Although the 430,000-square-foot building will contain classrooms, a bookstore, and cafeteria and hangout spaces, it will be devoted primarily to administrative offices and a library with integrated study zones. “We wanted to get these two program parts very clear,” says Cornelius Schlotthauer, project architect and one of two heads of the firm’s Hamburg studio. “We created basically two volumes within this space, and they shift around each other to define an internal open space.”

The two volumes appear freestanding, but actually form a canted, six-story polygonal structure largely comprising four reverse-tapered trapezoidal cones of structural concrete. In order to suggest that the administrative and library volumes occupy separate volumes, the exterior of the library-programmed space will be clad in fiberglass-reinforced concrete panels that are darker than the offices’ skin.

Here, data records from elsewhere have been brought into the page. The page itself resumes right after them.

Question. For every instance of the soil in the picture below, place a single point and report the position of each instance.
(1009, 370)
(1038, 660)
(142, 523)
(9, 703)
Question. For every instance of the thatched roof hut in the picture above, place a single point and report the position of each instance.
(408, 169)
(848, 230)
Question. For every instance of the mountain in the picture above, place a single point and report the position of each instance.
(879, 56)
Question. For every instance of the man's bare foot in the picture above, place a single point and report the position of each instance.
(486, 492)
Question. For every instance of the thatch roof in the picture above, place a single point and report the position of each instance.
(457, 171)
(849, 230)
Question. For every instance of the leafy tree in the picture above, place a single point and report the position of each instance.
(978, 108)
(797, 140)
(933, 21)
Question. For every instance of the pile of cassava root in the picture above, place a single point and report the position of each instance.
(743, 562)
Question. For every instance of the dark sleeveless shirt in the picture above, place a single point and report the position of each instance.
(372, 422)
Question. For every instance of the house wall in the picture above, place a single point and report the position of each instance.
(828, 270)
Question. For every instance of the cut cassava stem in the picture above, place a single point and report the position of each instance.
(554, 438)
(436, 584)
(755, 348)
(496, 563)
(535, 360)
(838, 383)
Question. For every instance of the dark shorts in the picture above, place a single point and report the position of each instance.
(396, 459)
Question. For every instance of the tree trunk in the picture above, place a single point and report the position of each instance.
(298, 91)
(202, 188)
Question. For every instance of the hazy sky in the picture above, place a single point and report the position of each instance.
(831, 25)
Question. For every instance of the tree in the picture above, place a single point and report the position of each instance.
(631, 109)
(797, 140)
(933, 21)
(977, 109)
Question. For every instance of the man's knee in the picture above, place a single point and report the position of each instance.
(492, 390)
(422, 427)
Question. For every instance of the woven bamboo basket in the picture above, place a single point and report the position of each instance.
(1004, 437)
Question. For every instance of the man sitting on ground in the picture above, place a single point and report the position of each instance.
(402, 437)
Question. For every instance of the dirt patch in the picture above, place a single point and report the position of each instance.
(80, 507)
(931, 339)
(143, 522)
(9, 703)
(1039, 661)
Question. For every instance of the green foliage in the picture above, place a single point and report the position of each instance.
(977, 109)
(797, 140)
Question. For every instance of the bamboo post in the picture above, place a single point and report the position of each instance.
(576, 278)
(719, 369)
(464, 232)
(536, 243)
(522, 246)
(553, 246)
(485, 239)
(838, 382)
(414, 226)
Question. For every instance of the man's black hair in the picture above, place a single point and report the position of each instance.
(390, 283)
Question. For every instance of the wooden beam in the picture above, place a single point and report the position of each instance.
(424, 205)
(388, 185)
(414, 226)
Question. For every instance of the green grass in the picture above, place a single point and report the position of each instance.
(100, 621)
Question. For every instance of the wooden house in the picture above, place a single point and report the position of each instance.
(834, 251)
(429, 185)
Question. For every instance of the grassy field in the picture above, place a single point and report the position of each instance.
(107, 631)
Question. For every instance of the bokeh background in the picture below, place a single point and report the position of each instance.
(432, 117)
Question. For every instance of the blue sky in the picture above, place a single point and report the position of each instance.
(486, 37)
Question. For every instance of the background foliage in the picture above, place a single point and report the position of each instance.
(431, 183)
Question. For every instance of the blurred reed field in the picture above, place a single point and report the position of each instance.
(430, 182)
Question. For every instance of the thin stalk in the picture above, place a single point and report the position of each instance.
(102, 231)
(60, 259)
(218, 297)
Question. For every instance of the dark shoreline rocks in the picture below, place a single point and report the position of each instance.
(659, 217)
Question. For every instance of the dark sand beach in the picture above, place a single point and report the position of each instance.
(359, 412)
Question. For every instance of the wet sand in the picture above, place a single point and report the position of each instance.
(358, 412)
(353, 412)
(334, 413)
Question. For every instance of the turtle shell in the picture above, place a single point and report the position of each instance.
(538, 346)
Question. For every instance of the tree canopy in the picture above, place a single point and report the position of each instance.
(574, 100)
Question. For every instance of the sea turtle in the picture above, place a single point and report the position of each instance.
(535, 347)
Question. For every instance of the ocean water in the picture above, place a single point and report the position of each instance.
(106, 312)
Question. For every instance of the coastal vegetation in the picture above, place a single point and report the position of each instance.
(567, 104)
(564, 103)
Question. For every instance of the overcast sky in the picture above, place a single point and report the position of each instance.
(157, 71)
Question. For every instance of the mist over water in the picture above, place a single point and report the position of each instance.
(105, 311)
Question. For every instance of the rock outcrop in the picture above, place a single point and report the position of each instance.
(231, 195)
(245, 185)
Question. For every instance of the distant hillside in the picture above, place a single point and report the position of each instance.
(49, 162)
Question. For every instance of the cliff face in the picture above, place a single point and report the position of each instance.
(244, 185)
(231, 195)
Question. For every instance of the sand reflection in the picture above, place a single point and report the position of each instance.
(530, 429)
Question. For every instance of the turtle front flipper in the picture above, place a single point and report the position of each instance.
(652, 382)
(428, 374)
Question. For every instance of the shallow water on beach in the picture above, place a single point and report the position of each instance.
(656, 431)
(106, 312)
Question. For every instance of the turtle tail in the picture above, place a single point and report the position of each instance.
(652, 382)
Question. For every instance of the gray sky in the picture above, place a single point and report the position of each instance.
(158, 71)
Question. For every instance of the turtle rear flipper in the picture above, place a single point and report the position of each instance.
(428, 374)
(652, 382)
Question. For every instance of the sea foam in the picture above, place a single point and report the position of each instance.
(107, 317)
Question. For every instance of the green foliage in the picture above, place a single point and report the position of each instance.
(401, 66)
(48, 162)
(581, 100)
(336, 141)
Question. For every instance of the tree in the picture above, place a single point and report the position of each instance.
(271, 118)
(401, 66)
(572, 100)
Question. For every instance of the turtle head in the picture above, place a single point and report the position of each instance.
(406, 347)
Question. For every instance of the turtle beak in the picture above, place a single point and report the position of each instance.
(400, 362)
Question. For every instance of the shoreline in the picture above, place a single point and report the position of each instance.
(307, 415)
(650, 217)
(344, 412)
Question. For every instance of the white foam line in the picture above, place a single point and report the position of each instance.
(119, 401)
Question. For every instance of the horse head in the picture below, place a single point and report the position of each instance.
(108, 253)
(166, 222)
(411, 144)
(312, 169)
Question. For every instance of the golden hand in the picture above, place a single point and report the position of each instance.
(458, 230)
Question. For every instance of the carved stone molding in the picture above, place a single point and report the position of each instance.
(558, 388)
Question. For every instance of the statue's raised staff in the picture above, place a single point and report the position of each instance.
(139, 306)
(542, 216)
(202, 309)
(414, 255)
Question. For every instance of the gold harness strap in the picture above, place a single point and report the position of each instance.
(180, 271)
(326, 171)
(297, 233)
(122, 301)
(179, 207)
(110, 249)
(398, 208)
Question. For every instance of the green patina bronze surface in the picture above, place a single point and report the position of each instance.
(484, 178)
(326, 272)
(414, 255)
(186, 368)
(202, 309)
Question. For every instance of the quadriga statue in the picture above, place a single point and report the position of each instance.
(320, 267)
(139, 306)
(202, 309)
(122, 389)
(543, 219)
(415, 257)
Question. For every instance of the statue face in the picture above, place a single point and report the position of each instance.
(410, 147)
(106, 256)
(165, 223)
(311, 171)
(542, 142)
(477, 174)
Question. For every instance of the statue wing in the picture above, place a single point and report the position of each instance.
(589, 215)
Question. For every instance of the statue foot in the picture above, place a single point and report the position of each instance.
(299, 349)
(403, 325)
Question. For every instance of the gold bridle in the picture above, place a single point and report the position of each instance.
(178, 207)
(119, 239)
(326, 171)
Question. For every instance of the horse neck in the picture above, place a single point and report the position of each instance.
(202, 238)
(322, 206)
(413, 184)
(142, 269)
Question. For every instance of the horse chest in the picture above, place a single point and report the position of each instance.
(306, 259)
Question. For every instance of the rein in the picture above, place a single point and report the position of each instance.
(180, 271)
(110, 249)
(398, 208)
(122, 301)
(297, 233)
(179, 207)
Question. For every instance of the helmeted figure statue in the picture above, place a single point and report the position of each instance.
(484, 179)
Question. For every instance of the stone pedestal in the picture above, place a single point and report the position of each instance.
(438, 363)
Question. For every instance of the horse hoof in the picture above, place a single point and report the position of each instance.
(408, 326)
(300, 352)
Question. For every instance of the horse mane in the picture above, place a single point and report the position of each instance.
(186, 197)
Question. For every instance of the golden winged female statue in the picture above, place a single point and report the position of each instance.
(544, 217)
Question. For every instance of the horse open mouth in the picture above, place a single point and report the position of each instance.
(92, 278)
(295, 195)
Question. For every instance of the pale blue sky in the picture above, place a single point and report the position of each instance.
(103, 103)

Schlotthauer adds that the color scheme accentuates the library’s cantilevering top floors.

Inside, the winning design articulates the distinction by distributing rooms into seemingly disparate volumes—as if programs occupy different towers, or, as Schlotthauer calls them, “canyons.” The gesture evokes the concrete cones framing the composition, introduces a curvilinear vocabulary that contrasts with the facade’s straight edges, and yields a large public atrium.

The Library and Learning Center should be completed in 2012. It is one of five buildings that will make up the new campus, according to a master plan conceived by local design studio BUSarchitektur.